E assim fizeram, iluaminados, dando seguimento à confecção do menino. (p.163)

And so that´s what they did, moonlit, continuing their task of making their child. (p.132)

O amálgama iluaminados, fusão de lua+iluminados não é, como nos casos anteriores,

expresso na tradução, mas moolit de certa forma estabelece uma relação muito próxima com o

original. Deve-se inferir, ainda, que iluaminados pode apontar para a ideia de que a criança,

no caso o narrador/tradutor, foi concebida entre a luz da lua e sobre as minas terrestres

escondidas no solo de Tizangara.

Aquele vivente se tinha espatifurado sem vestígio. (p.181)

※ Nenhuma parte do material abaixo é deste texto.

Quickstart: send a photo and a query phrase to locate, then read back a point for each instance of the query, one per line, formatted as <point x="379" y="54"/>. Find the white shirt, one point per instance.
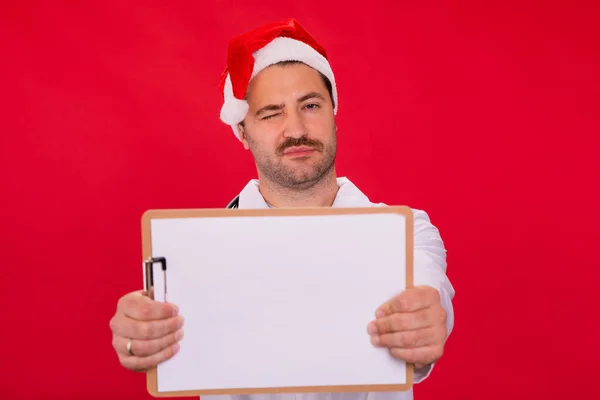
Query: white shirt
<point x="429" y="269"/>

The creature had burst into smithereens without leaving a trace. (p.145)

Espatifurado (espatifado+furado) por burst into smithereens. A informação é assimilada mas

sem o mesmo tom tragicômico da cena.

Ficou ali esparramorto, igual a uma massa suspirosa, fosse uma informe esponja. (p.211)

There he remained, spread out and lifeless, like some sighing mass, or a shapeless sponge.

(p.169)

Esparramorto (esparramado+morto) é decomposto em duas palavras, o phrasal verb spread

out e o adjetivo lifeless; estratégia recorrente utilizada pelo tradutor ao longo de toda a

tradução.

2.1.5 Reduplicação

E logo-logo a multidão se irresponsabilizou. Não valia a pena empernar a confusão. (p.16)

Straightaway, the crowd washed their hands of it. It was no use twiddling one´s thumbs in the

confusion. (p.2)

-É que não entendo bem-bem esse dialecto desta gente. (p.85)

-It´s just that I can´t understand this folk´s dialect very well. (p.65)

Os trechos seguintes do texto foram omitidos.